Who fitted the panels?
The mortgage companies insist that any solar panels on properties to be mortgaged must have been fitted by a ‘certified installer’ who is on the approved list and have an MSC certificate to prove work has been done to a required standard. This can be a problem with early installations as the register of installers was not in place. Even if you are not having a mortgage yourself be mindful that when you come to sell, having a property which cannot be mortgaged may seriously reduce your market.
What is the Feed in Tariff?
The FIT (the amount paid by the Government via an energy supplier) has changed considerably since 2011 when the tariff was initially 43.3 pence for every unit of electricity generated and agreements were initially for 25 years. Today’s rate is considerably lower at 13 pence & agreements much shorter. The tariff remains with the system i.e. the property owners cannot take it with them, so any buyer will inherit this. That said, the property owners can now ‘sell back’ their tariff to companies who will make a one-off payment in order that they then receive all future monies from the system. Who receives the FIT is definitely a question to be asked.

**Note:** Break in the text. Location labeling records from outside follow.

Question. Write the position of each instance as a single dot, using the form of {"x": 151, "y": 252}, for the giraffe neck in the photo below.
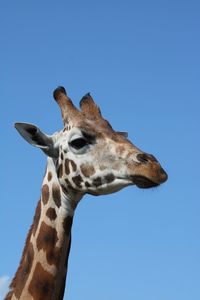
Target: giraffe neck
{"x": 43, "y": 267}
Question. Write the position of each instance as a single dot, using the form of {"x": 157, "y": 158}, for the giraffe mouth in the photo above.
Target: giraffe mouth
{"x": 143, "y": 182}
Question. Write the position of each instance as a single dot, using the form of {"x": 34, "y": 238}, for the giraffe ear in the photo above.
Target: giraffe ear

Does the Property owner own the solar panels or are they leased?
Panels can either be bought outright or leased, the latter often referred to as a ‘rent a roof scheme’. These schemes originated when the FIT amounts were very generous, and third parties paid the home owner to have the solar system installed but would take the Feed in Tariffs themselves. The property owner signed a lease giving access to the roof for 20 -25 years and because these were registered on the deeds it is binding on any future buyer.
What if you are selling a house with solar panels?
Ensure that you have all your details to hand – fitting date, installer details including certified installer registration number, MSC certificate, evidence of ownership and any finance settled in full, information about the FIT, a list of payments received over the years, planning permissions, dates of any replacement parts (particularly inverters), service history etc. You will need these.
Conveyancers are now very experienced in handling property transactions where solar panels have been fitted – just be sure to tell your conveyancer that there are solar panels on your roof!